Я упомянул это вскользь, я не рассказывал ей об этом в подробностях, а вообще было так. Меня окрестила мать и, возможно, она бы не сделала этого, но это было следствием потрясения, вызванного смертью моего отца, а несчастья обычно оживляют религиозные чувства у людей, которые с детства таким образом воспитаны. Это было так давно, что я не помню даже имени моего крестного отца, какого-то чистенького, седенького старичка, которого я с тех пор никогда больше не видел, так как вскоре умерла и моя мать. Я помню, что мне очень понравилось в церкви, во всяком случае, больше понравилось, чем на пионерском сборе, но потом, когда я уже жил у Виктора, мне больше не приходилось бывать в церкви, так как никому не пришло бы в голову меня туда сводить.
Бывал ли я там потом, позже, когда я был уже взрослым?
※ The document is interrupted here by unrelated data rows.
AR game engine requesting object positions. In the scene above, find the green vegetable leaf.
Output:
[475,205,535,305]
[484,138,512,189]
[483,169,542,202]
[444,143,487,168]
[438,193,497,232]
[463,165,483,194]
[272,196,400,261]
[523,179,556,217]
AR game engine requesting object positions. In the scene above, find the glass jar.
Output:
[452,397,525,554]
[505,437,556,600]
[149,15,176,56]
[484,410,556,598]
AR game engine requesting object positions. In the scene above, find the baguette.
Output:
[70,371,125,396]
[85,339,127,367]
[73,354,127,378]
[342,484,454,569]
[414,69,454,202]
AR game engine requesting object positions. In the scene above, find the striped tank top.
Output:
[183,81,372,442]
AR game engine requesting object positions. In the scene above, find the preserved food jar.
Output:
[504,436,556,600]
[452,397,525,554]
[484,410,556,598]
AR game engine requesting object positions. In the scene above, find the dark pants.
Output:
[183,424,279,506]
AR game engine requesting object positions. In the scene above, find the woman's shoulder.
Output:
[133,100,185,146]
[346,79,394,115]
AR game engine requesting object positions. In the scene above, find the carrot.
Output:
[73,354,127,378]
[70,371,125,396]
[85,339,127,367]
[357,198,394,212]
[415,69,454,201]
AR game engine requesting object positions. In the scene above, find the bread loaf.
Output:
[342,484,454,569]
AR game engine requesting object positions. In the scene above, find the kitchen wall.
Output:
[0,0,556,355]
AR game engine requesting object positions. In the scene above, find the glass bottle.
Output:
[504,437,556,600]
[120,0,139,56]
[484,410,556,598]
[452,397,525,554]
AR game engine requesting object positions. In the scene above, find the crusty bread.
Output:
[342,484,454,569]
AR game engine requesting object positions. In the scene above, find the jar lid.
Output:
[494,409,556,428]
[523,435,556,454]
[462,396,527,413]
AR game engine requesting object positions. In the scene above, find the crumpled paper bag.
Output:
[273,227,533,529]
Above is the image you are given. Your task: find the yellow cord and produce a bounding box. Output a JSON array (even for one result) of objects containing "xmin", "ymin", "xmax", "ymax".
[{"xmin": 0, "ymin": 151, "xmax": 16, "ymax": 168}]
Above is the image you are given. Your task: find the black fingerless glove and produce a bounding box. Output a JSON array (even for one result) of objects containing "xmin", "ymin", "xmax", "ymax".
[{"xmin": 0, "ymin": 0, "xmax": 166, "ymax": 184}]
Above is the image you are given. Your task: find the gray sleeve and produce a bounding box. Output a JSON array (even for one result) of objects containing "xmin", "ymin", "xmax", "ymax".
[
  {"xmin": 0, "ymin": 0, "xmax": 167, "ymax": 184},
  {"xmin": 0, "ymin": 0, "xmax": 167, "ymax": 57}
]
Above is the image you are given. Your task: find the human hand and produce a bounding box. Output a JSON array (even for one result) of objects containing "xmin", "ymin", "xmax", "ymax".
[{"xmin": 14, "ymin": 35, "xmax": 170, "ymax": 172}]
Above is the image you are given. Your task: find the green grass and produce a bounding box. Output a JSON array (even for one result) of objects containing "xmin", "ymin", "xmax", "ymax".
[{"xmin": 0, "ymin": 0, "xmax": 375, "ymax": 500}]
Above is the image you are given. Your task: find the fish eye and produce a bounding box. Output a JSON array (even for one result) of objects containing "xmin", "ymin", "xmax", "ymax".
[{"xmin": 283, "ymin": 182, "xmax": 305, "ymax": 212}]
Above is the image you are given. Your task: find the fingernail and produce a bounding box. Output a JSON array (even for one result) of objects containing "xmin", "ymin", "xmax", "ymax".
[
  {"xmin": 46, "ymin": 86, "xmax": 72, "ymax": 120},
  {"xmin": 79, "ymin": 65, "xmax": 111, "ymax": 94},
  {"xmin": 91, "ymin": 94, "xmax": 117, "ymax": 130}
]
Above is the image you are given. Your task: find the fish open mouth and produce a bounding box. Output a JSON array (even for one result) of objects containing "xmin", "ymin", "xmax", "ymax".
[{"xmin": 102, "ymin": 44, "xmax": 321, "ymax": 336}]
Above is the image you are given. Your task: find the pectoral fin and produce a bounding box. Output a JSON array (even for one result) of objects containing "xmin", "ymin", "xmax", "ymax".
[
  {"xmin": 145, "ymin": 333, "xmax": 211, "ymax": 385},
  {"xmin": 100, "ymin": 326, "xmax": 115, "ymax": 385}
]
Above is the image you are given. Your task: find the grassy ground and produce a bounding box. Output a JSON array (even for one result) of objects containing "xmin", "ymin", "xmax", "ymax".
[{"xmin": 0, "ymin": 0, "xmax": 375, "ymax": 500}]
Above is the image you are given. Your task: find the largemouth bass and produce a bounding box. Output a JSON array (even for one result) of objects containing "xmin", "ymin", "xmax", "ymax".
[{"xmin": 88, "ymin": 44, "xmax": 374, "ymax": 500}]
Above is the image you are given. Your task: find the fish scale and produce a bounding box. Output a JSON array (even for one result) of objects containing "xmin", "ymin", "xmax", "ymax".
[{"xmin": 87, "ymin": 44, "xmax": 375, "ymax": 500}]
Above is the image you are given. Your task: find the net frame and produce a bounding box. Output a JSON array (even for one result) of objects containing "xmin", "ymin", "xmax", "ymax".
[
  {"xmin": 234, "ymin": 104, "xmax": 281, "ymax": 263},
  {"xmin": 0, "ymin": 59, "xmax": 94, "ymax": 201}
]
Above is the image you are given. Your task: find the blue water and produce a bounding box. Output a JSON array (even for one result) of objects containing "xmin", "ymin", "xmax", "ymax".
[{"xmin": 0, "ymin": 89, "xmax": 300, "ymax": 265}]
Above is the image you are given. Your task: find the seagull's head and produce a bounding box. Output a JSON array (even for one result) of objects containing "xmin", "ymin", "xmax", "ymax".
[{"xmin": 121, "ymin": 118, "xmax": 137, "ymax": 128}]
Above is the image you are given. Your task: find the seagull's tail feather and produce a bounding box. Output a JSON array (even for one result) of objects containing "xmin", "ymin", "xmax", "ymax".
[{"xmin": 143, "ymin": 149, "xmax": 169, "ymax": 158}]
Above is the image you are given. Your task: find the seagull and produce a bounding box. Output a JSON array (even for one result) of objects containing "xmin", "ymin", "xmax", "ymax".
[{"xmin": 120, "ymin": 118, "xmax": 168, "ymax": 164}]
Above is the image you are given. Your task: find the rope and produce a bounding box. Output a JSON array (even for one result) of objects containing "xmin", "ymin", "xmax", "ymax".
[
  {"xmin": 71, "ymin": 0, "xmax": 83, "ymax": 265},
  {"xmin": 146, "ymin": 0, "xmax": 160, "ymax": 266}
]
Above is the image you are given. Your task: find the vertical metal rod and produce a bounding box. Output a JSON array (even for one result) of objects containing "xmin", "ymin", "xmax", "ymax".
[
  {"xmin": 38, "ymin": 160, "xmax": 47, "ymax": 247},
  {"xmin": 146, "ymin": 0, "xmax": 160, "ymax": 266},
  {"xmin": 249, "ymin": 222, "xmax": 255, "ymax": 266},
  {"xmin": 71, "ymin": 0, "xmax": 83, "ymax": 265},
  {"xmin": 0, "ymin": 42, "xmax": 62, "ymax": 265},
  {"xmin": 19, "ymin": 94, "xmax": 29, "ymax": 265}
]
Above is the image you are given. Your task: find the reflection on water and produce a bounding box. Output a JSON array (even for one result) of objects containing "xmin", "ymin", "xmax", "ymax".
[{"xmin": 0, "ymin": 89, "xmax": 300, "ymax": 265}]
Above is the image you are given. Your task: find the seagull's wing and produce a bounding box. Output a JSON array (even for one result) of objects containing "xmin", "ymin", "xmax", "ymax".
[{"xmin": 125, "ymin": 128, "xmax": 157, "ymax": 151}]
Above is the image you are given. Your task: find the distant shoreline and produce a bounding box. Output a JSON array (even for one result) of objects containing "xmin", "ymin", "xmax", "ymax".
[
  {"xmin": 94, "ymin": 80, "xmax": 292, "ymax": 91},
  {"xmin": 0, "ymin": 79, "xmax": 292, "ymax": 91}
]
Да, я был там несколько раз. Даже не из любопытства, нет, ты не подумай, Людмила — я не хотел бы оскорбить верующих, разглядывая их как забавных дикарей, да и не так я к ним отношусь. Нет, напротив, я сам испытал какие-то чувства, не религиозные, конечно, но, может быть, эстетическое удовлетворение от всей этой торжественности и прочего... Нет, не голое любопытство. Просто бывали дни какого-то морального утомления, неудовлетворенности и пустоты, может быть, элементарной ностальгии, потому что это единственное из всего моего детства, что не отложилось болью во мне. Это не приближало меня к Богу — я не верил и не верю в Него, — но все время, пока я жил и действовал, и развивался так или иначе, и до меня тоже — все это оставалось неизменным, оно было надежным и верным, во всяком случае, более надежным, чем, скажем, призыв быть бдительным или уходя выключать электроприборы — ты видишь, как изменились одни только лозунги за последние двадцать лет. Это было все-таки прикосновением к чему-то постоянному, прикосновением к вечности, если хочешь: не к той, которая наступает в результате окаменения, а к другой, к той, в которую можно уйти, когда время становится страшным для тебя. И каждый раз, приходя туда, я как будто самого себя снимал и оставлял за дверью, а может быть, это не я приходил туда, а кто-то другой, например, Прокофьев, но я хочу сказать, что я с уважением, даже, пожалуй, с благоговением отношусь к Святому месту, Людмила — просто этот элизей не для меня. Бога нет, Людмила. Если я говорю: нет — значит, Его нет.